Het zou goed zijn als Visser en Bijleveld dingen als groei naar de 2% NAVO-norm, maar ook materieelprojecten níet niet doorschuiven naar volgende kabinetten, maar nu het economisch nog goed gaat juist doorpakken. Onder de vorige minister Hennis is de kentering geweest en werd het bezuinigen gestopt. Onder Bijleveld en Visser is er zelfs de eerste jaren sprake van lichte groei, hoewel bij de huidige begrotingsplannen van Defensie en ramingen van economische groei de 2% NAVO-norm verder uit het zicht raakt. Zeker als je de begroting beziet door de echte regels van die norm.
Corporate Governance
Daarmee kom je op het terrein van goed bestuur, op het terrein van Corporate Governance.
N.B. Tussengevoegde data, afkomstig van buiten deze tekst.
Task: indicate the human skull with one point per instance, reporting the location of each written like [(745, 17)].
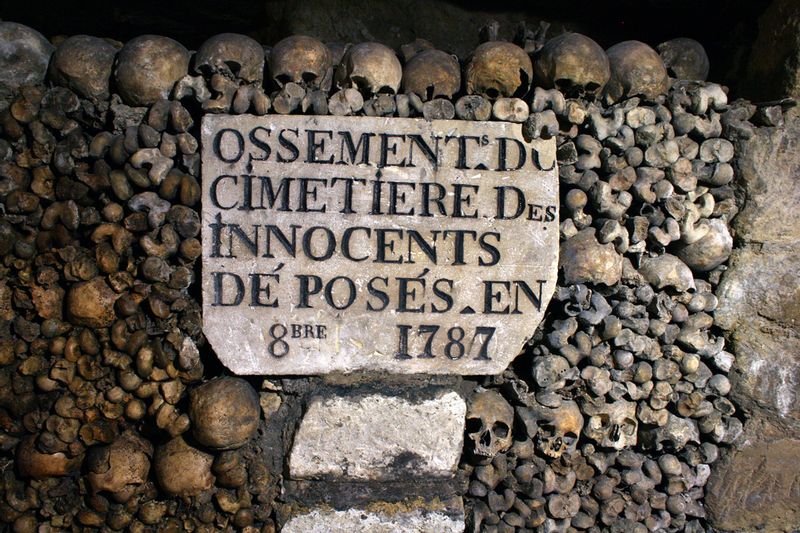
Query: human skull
[(499, 68), (489, 422), (83, 63), (120, 468), (612, 425), (712, 249), (373, 68), (674, 435), (232, 55), (558, 429), (302, 60), (685, 59), (432, 74), (573, 63), (636, 70), (147, 68)]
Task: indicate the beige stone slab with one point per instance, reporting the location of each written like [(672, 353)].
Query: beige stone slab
[(342, 244), (377, 437), (374, 521)]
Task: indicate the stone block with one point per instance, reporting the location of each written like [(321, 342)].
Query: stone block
[(379, 437), (757, 487), (377, 519)]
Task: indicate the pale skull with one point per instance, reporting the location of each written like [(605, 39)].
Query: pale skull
[(573, 63), (233, 55), (302, 60), (432, 74), (373, 68), (558, 429), (499, 69), (636, 70), (489, 422), (612, 425), (121, 468)]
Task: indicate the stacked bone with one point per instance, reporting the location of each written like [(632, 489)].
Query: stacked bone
[(615, 418), (611, 421)]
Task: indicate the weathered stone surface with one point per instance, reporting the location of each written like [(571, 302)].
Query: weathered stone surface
[(757, 488), (24, 54), (381, 519), (754, 487), (381, 244), (379, 437), (768, 167), (91, 303)]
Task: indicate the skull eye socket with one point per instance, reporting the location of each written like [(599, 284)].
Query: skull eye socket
[(234, 66), (360, 82), (500, 430), (473, 425)]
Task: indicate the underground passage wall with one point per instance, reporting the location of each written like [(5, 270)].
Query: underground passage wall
[(649, 385)]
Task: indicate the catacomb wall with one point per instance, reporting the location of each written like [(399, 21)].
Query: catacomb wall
[(657, 394)]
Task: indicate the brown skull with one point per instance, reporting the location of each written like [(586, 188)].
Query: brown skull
[(489, 422), (573, 63), (302, 60), (558, 429), (685, 59), (432, 74), (636, 70), (120, 468), (497, 69), (233, 55)]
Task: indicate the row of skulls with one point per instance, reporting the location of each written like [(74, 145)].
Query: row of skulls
[(147, 67)]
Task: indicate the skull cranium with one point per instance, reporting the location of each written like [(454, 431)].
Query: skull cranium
[(573, 63), (302, 60), (636, 70), (498, 69), (432, 74), (489, 422), (612, 425), (233, 55), (373, 68), (555, 430)]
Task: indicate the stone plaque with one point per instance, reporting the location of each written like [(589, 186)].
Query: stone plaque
[(337, 244)]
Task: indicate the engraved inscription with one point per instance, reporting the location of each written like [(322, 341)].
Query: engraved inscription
[(341, 244)]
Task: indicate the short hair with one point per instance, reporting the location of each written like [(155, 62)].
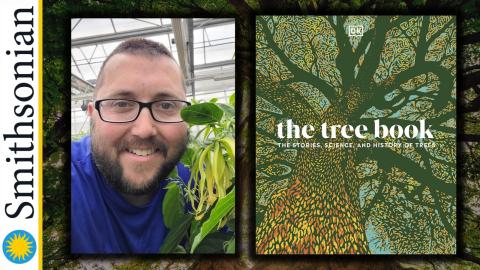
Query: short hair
[(137, 46)]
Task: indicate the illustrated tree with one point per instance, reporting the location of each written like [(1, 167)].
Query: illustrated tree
[(356, 200)]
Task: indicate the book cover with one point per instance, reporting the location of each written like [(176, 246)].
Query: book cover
[(355, 135)]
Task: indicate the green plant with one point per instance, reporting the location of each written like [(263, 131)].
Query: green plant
[(209, 225)]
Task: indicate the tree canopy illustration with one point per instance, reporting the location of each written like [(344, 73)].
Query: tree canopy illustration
[(356, 200)]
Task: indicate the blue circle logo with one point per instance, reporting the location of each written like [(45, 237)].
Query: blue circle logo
[(19, 246)]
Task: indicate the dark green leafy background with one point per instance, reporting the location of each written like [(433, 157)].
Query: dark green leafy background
[(56, 115)]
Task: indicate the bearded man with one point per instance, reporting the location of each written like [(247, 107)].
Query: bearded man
[(137, 138)]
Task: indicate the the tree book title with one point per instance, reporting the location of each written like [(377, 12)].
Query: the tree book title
[(291, 130)]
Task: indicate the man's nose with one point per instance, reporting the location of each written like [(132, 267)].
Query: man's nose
[(144, 125)]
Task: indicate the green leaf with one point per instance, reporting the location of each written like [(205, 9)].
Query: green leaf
[(228, 110), (173, 173), (180, 249), (173, 206), (214, 243), (221, 209), (231, 224), (187, 157), (230, 246), (176, 235), (231, 100), (201, 114)]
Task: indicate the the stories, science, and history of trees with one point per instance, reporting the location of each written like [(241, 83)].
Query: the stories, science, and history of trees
[(356, 135)]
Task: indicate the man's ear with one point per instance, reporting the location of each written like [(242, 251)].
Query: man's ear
[(90, 109)]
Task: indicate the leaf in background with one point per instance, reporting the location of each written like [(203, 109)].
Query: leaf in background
[(231, 100), (173, 206), (230, 246), (221, 209), (228, 110), (214, 243), (173, 173), (201, 114), (187, 157)]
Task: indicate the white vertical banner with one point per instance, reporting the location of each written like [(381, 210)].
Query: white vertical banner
[(20, 134)]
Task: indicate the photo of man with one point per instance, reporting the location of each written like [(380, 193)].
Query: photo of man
[(137, 136)]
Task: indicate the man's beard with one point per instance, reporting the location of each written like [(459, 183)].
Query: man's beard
[(113, 171)]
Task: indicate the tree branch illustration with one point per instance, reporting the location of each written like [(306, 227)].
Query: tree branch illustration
[(299, 74)]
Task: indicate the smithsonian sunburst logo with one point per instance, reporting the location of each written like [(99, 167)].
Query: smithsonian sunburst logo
[(19, 246)]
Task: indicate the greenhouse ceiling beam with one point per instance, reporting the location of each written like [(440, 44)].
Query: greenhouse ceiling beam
[(81, 84), (215, 64), (150, 31), (180, 33)]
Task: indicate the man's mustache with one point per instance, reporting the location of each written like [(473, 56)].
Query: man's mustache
[(153, 143)]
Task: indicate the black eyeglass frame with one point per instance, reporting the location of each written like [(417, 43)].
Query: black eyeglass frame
[(147, 105)]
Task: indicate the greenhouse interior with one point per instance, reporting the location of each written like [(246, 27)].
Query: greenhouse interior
[(203, 47)]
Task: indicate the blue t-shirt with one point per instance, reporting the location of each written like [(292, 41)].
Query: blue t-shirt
[(102, 221)]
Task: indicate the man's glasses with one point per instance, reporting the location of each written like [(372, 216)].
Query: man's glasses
[(125, 110)]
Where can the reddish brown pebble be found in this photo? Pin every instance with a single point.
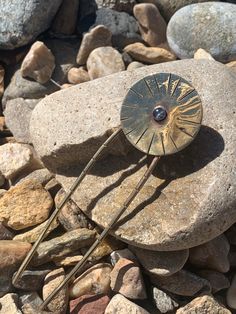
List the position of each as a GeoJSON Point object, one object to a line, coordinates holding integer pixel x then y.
{"type": "Point", "coordinates": [88, 304]}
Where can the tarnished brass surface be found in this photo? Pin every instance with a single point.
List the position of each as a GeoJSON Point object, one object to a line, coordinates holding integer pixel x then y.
{"type": "Point", "coordinates": [182, 123]}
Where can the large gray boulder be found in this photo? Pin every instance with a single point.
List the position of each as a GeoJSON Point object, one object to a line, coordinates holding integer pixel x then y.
{"type": "Point", "coordinates": [23, 20]}
{"type": "Point", "coordinates": [189, 199]}
{"type": "Point", "coordinates": [209, 25]}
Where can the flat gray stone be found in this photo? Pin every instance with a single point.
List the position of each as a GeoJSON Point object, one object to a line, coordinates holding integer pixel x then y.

En dat is misschien geen sexy onderwerp, maar wel een onderwerp wat Defensie veel geld kan opleveren. Want ‘corporate governance gaat over bestuur en beheer, over verantwoordelijkheid en toezicht. Integriteit en transparantie spelen hierbij een grote rol’ (Commissie Corporate Governance, 1996 in Strikwerda, 2004 – bron Management Impact). En als je die definitie over Defensie heen legt, is er nog veel werk aan de winkel. (De komende tijd komen op het Defensie Platform meer artikelen die de corporate governance van Defensie beschouwen).
Als het bijvoorbeeld gaat over bestuur en beheer, dan moet de bestuurder bijvoorbeeld zorgen dat er genoeg geld is om alle taken uit te voeren. Die taken van de Krijgsmacht staan in de grondwet gedefinieerd: Bescherming van het grondgebied en de belangen van ons Koninkrijk, en bijdragen aan versterking van de internationale rechtsorde. En dat is geen kwestie van het een of het ander, dus moet Defensie dat allebei kunnen, tegelijk het liefst. Dat betekent dat financiering daarvoor afdoende moet zijn.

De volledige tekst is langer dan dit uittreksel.